Wal-Mart is the largest retailer in the world with nearly $559 billion in annual revenues and over 11,443 stores worldwide. The company sells goods across almost all merchandise categories including groceries, electronics, appliances, apparel, sporting goods, home furnishing products, and drugs, while strictly adhering to its EDLP (everyday low price) strategy. However, it earns around half of its revenues from groceries.
Wal-Mart operates in three business segments: Walmart U.S., Walmart International, and Sam’s Club. Walmart U.S. segment is the largest segment of its business, accounting for approximately 60% of its revenues. Sam's Club is the retailer's warehouse model where it charges its customers an annual membership fee, allowing them to buy products at heavy discounts.
SOURCES OF VALUE
The U.S. segment is the most valuable to the company. Wal-Mart has built a trusted brand with a clear value proposition and has expanded across the U.S., resulting in it becoming the nation's largest retailer.

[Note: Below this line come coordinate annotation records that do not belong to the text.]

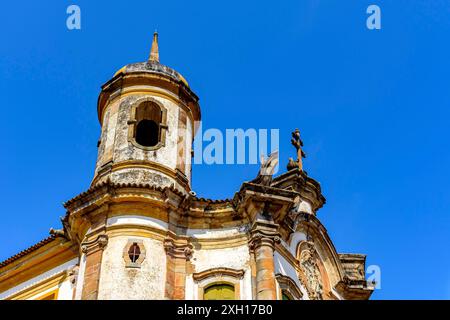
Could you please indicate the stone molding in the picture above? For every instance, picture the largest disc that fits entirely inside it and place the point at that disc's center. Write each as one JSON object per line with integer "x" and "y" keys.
{"x": 178, "y": 250}
{"x": 92, "y": 246}
{"x": 288, "y": 285}
{"x": 218, "y": 273}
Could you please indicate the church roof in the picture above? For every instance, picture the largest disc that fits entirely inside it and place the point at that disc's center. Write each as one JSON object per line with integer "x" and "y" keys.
{"x": 34, "y": 247}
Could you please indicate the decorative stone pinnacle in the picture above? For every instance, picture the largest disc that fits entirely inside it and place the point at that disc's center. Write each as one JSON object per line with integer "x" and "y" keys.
{"x": 297, "y": 142}
{"x": 154, "y": 52}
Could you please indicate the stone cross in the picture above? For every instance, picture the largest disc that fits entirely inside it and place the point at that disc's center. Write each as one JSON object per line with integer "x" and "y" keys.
{"x": 298, "y": 144}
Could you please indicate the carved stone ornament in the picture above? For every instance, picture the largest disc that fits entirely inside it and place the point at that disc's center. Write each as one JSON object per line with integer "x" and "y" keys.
{"x": 72, "y": 274}
{"x": 175, "y": 250}
{"x": 97, "y": 244}
{"x": 308, "y": 264}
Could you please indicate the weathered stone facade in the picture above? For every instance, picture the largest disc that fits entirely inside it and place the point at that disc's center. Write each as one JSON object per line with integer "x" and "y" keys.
{"x": 139, "y": 232}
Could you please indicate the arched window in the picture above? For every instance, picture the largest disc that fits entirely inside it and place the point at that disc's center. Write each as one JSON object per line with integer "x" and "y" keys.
{"x": 219, "y": 291}
{"x": 147, "y": 129}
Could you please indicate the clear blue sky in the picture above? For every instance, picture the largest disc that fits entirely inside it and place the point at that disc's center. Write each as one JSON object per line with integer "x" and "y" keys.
{"x": 373, "y": 108}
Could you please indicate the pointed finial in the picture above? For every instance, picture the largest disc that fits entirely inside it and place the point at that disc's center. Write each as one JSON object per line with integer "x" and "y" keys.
{"x": 297, "y": 142}
{"x": 154, "y": 53}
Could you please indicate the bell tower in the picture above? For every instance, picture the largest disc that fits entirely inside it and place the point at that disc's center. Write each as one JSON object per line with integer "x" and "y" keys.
{"x": 148, "y": 116}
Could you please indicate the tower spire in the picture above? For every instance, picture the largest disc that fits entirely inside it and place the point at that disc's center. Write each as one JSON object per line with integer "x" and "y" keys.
{"x": 154, "y": 53}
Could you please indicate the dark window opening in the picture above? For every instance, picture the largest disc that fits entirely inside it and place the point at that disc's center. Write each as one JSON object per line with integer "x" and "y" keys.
{"x": 147, "y": 133}
{"x": 134, "y": 252}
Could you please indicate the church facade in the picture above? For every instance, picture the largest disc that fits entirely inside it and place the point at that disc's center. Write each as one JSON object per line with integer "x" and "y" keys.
{"x": 140, "y": 232}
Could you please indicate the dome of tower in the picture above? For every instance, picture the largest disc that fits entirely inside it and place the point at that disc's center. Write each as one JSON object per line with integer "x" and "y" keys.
{"x": 153, "y": 65}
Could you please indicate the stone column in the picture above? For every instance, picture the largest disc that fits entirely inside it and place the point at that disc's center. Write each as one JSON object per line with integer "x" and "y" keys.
{"x": 94, "y": 252}
{"x": 262, "y": 243}
{"x": 178, "y": 253}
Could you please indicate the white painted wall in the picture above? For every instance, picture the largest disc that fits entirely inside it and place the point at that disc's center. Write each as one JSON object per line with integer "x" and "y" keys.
{"x": 119, "y": 282}
{"x": 65, "y": 288}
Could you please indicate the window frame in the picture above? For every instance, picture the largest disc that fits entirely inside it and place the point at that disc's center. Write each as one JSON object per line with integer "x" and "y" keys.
{"x": 132, "y": 124}
{"x": 217, "y": 276}
{"x": 126, "y": 256}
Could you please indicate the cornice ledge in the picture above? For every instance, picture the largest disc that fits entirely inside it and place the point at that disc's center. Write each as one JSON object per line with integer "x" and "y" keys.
{"x": 218, "y": 272}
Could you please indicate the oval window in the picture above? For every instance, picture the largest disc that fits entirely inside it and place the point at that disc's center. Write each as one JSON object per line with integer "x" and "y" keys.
{"x": 147, "y": 133}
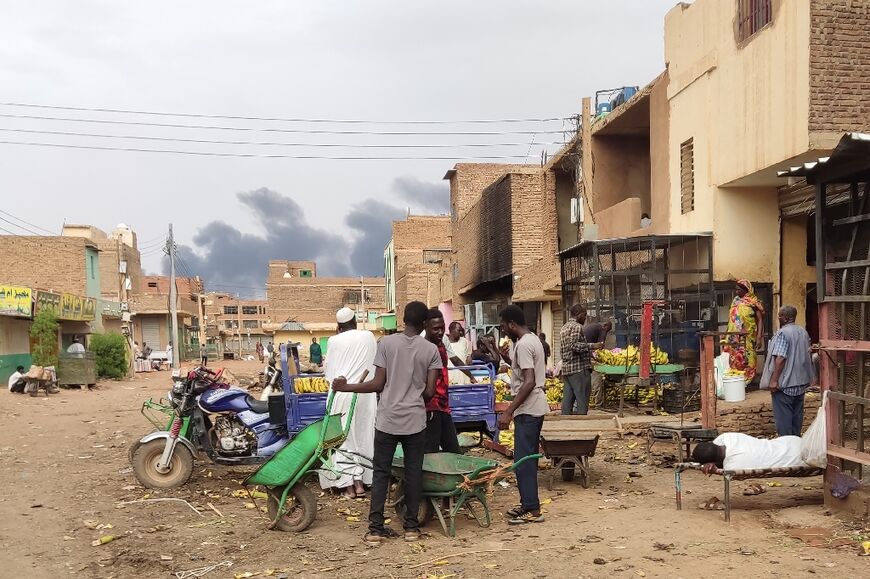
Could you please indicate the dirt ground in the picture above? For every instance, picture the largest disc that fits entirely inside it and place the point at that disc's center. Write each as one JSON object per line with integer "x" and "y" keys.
{"x": 66, "y": 471}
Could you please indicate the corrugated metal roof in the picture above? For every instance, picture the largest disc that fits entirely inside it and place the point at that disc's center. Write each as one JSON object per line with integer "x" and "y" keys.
{"x": 851, "y": 144}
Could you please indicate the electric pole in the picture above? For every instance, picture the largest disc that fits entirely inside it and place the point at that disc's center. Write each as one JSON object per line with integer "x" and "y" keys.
{"x": 173, "y": 301}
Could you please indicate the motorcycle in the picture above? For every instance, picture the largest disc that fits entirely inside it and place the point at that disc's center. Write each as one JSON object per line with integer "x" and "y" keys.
{"x": 204, "y": 415}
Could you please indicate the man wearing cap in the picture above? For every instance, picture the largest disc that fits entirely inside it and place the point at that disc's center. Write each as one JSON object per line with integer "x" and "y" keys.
{"x": 406, "y": 371}
{"x": 351, "y": 353}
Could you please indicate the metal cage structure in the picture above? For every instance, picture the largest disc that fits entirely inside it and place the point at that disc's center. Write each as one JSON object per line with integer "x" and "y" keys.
{"x": 842, "y": 247}
{"x": 613, "y": 278}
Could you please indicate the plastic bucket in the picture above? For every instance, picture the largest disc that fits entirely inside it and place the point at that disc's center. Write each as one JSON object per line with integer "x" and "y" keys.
{"x": 734, "y": 388}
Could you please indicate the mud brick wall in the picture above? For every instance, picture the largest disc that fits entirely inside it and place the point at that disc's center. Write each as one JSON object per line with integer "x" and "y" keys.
{"x": 48, "y": 262}
{"x": 839, "y": 65}
{"x": 756, "y": 419}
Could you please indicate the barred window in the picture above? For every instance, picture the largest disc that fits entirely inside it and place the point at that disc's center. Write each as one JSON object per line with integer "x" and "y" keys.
{"x": 687, "y": 176}
{"x": 752, "y": 16}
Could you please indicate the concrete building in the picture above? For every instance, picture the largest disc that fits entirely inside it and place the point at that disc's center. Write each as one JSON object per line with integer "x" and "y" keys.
{"x": 419, "y": 247}
{"x": 302, "y": 305}
{"x": 749, "y": 89}
{"x": 232, "y": 322}
{"x": 151, "y": 314}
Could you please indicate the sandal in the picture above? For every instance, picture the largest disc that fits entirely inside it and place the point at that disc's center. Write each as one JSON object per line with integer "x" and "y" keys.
{"x": 753, "y": 490}
{"x": 712, "y": 504}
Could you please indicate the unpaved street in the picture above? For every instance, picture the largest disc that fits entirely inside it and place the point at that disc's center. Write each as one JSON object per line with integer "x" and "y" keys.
{"x": 66, "y": 470}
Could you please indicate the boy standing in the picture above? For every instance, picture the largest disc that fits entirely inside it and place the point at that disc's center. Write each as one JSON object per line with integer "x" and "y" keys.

Wal-Mart U.S. stores are bigger and yield more revenue per unit of retail space
Although Wal-Mart has fewer stores in the U.S. compared to international markets, an average U.S. store is about 2.5 times as big as the international store in terms of retail square footage. As of fiscal 2021, square footage per store for Wal-Mart US was 148,200 while that for Wal-Mart International was 55,300. Revenue per square foot for Wal-Mart's U.S. stores in FY 2021 was higher at $484 versus $359 for Wal-Mart's International stores. Thus, despite being similar in store count, the U.S. segment is more valuable to the company compared to its international segment.
Threat of self-cannibalization due to massive size
Like any retailer, Wal-Mart’s long-term sales and income growth depend largely on the company’s ability to open new stores and expand into new markets. However, due to Wal-Mart’s size, it runs the risk of cannibalizing its own sales figures in the U.S., thereby effectively competing with itself for market share. This is the reason why Wal-Mart has slowed down its Supercenter expansion in the U.S.
Improving store productivity and smaller stores in urban markets
Opening more Supercenters and large format stores may be difficult for Wal-Mart due to its massive presence in the U.S. The company is, therefore, focusing efforts on increasing its store productivity. To achieve this, the retailer has been remodeling its stores and converting its discount stores into supercenters. While Wal-Mart’s discount stores offer a wide assortment of general merchandise and a limited variety of food products, its supercenters offer a full-line supermarket and general merchandise.
Wal-Mart’s executives have indicated that the retailer’s future stores will occupy 8% less space, cost 16% less and will run more efficiently. The retailer’s smaller stores, called Neighborhood market stores, are one-tenth the size of a typical Wal-Mart Supercenter and offers 15,000 items in comparison to 100,000 offered at a Supercenter. Although the size is much smaller, Neighborhood markets offer day-to-day groceries & general merchandise and are focused on attracting customers who shop regularly for their daily needs. This format can be successful in big cities, which have space constraints and where busy schedules limit many customers from driving to a supercenter.